Leah is a health enthusiast who embraces whole foods to nourish her body. She uses all natural and real ingredients to create healthy recipes. She started her blog in the beginning of 2015 because healthy living and eating wholesome, real food with minimal ingredients was such a passion of hers that she wanted to share that with others. She feels very fortunate to do what she loves in addition to feeling like she is contributing towards helping others lead a happier and healthier lifestyle.
Beyond eating clean, healthy, wholesome and nutritious foods, Leah tries her best to be healthy in all aspects of life. She buys organic food and natural beauty and household supplies whenever possible.
Leah lives in South Florida with her husband and 10-month old daughter. She loves long walks, yoga, kickboxing and is happiest when she's with her family.
The chef that Leah is inspired by is Matthew Kenney from Plant Food + Wine - she's a huge fan of his plant-based creations. Leah's favorite recipe to make is her baked oatmeal and looks forward to it on mornings that she has the time to make it. Leah's kitchen must-haves are avocados, sweet potato, bananas, almond butter and dark chocolate. Leah enjoys drinking Waiakea during her yoga classes as she needs good quality water to stay hydrated.
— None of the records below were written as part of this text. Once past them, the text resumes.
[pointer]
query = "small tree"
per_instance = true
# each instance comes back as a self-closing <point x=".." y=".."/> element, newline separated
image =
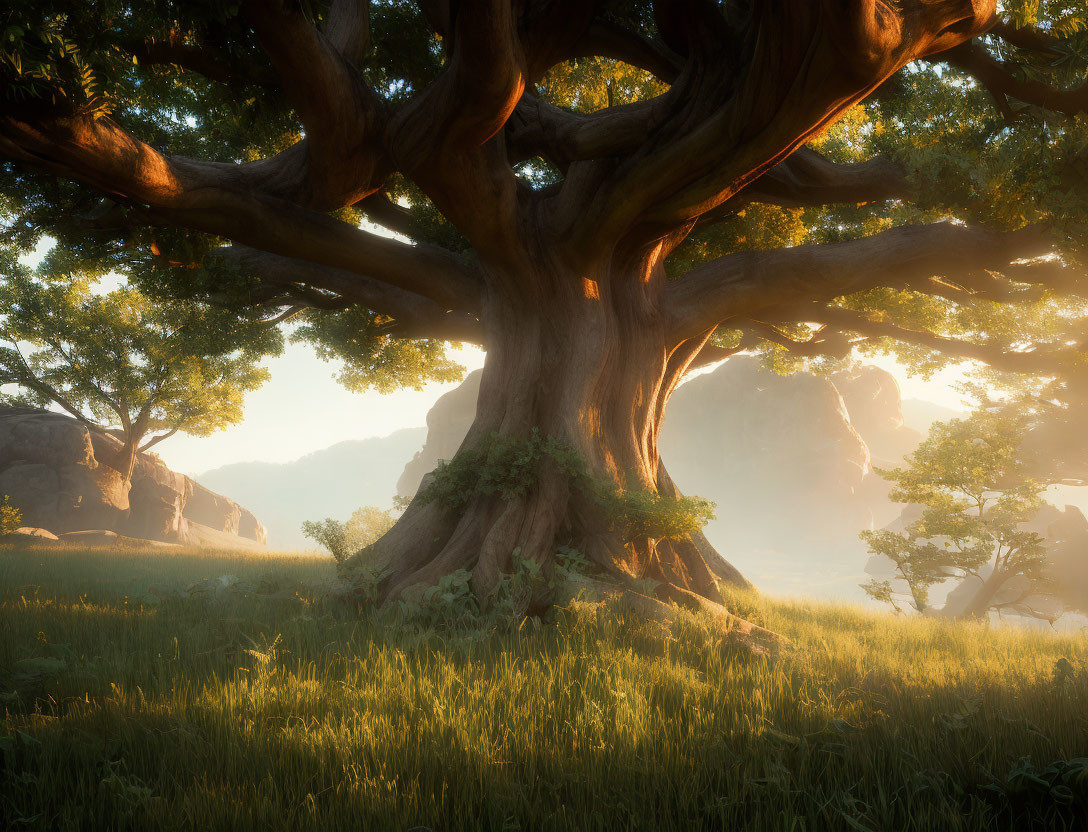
<point x="344" y="539"/>
<point x="120" y="361"/>
<point x="976" y="497"/>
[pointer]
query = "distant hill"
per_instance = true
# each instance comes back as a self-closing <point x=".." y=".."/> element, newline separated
<point x="919" y="414"/>
<point x="333" y="482"/>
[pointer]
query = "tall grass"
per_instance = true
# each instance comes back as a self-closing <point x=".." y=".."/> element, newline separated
<point x="280" y="711"/>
TROPICAL KALE CHICKEN SALAD
2 cups kale
Wash the kale and pat dry. Shred the kale to smaller pieces.
1/2 pound chicken (cut into small pieces)
1/4 cup purple cabbage
1/8 cup diced onion
1 chopped garlic clove
1 tsp tamari
Squeeze of fresh lemon
Squeeze of fresh orange
Pinch of pink sea salt and pepper
Add all ingredients to a bowl with the chicken and make sure the chicken is well-coated.
Add 1 tbsp of olive oil to a pan and heat on medium. Add the chicken mixture to the pan and sauté until cooked (about 10 minutes).
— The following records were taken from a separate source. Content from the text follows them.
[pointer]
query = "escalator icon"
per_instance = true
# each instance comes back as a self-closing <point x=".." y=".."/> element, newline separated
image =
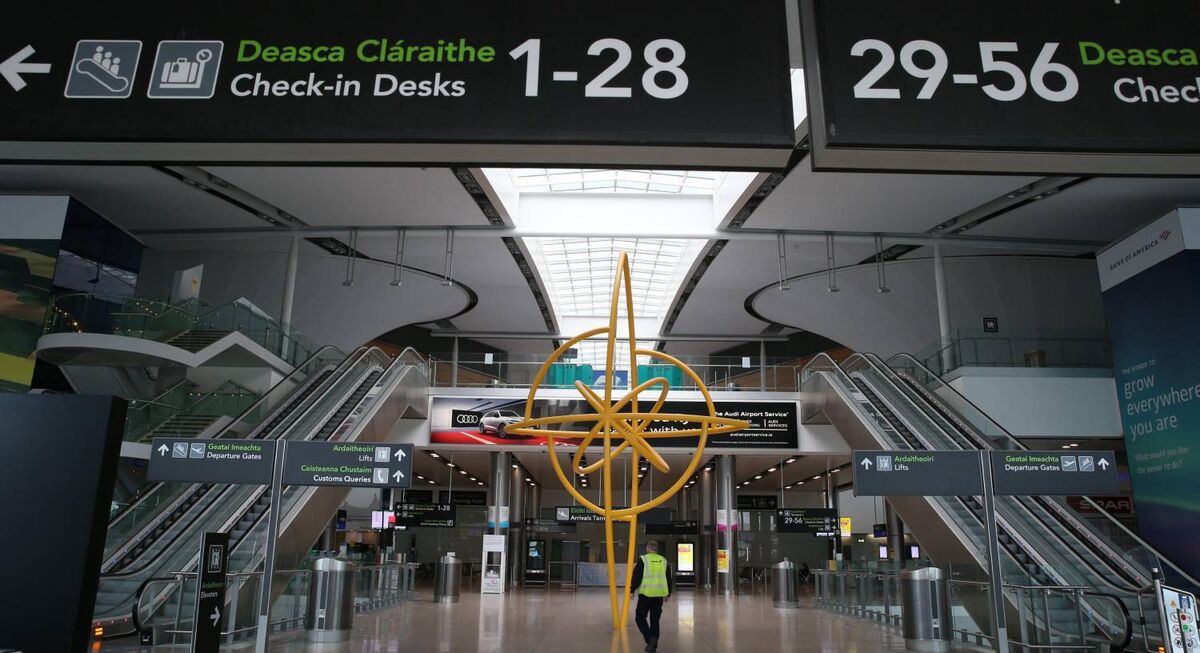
<point x="102" y="69"/>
Place the chicken on top of the kale salad and enjoy!
BROWN RICE BOWL WITH VEGGIES & TAHINI DRESSING
1 cup cooked brown rice
1 cup brussel sprouts cut in halves
1 cup butternut squash cut into small cubes
1/4 cup white beans
1 tbsp pumpkin seeds
1 tbsp olive oil
Pinch of pink sea salt & pepper
Tahini Dressing Ingredients
1 tbsp tahini
1 tbsp fresh lemon juice
1 tsp maple syrup
Preheat oven to 400 degrees F.
Add the butternut squash and brussel sprouts to a roasting dish and drizzle with olive oil, pink sea salt and pepper. Place in the oven and bake for approximately 30 minutes.
While the vegetables are roasting rinse and drain the white beans.
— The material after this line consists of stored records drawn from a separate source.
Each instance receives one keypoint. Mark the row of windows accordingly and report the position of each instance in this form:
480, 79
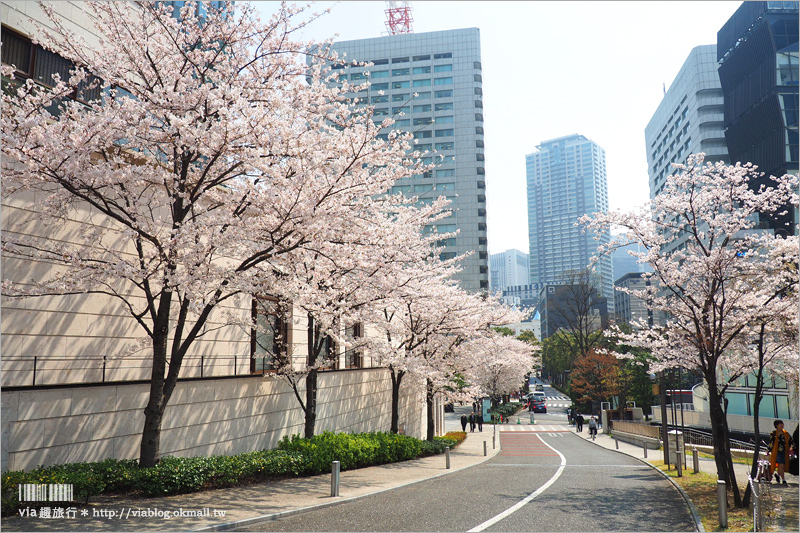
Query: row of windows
399, 72
268, 342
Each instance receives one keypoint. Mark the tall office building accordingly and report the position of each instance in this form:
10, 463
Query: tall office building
688, 120
509, 268
758, 71
446, 118
566, 179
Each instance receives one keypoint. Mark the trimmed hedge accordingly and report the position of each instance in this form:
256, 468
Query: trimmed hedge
294, 457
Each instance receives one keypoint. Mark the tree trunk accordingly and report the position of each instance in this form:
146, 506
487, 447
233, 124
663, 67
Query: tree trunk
429, 396
150, 447
311, 403
720, 436
397, 378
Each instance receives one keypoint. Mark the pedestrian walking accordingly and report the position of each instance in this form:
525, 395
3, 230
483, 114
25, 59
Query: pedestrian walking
593, 428
780, 442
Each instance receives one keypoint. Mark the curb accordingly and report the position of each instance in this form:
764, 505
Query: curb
227, 526
698, 523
Add the cooked brown rice to a bowl or plate and once the veggies are cooked add them to the plate in addition to the white beans and pumpkin seeds.
Prepare the tahini dressing by mixing the dressing ingredients together until well combined. Drizzle on top of the brown rice bowl.
HEALTHY PALEO BAKED CHICKEN FINGERS
1 lb chicken tenderloins
1/2 cup almond meal
1/2 tbsp oregano
1/2 tsp pink sea salt
1/2 tsp pepper
Preheat oven to 350F.
Add almond meal, oregano, pink sea salt and pepper to a large plate mixing well with your hands.
Beat the egg in a small bowl.
Dip each chicken tenderloin in the egg and then in the almond meal mixture.
Place all chicken tenders on a baking tray and bake at 375F for about 30 minutes, until golden.
Remove from oven and enjoy with ketchup or mustard.
BAKED SWEET POTATO FRIES & BROCCOLI
Start with as much veggies as you want to eat!
Preheat oven to 400F.
Add avocado oil to a roasting tray and place the sweet potato and broccoli on the tray.
Sprinkle some pink sea salt and pepper over the vegetables and bake for 30 minutes.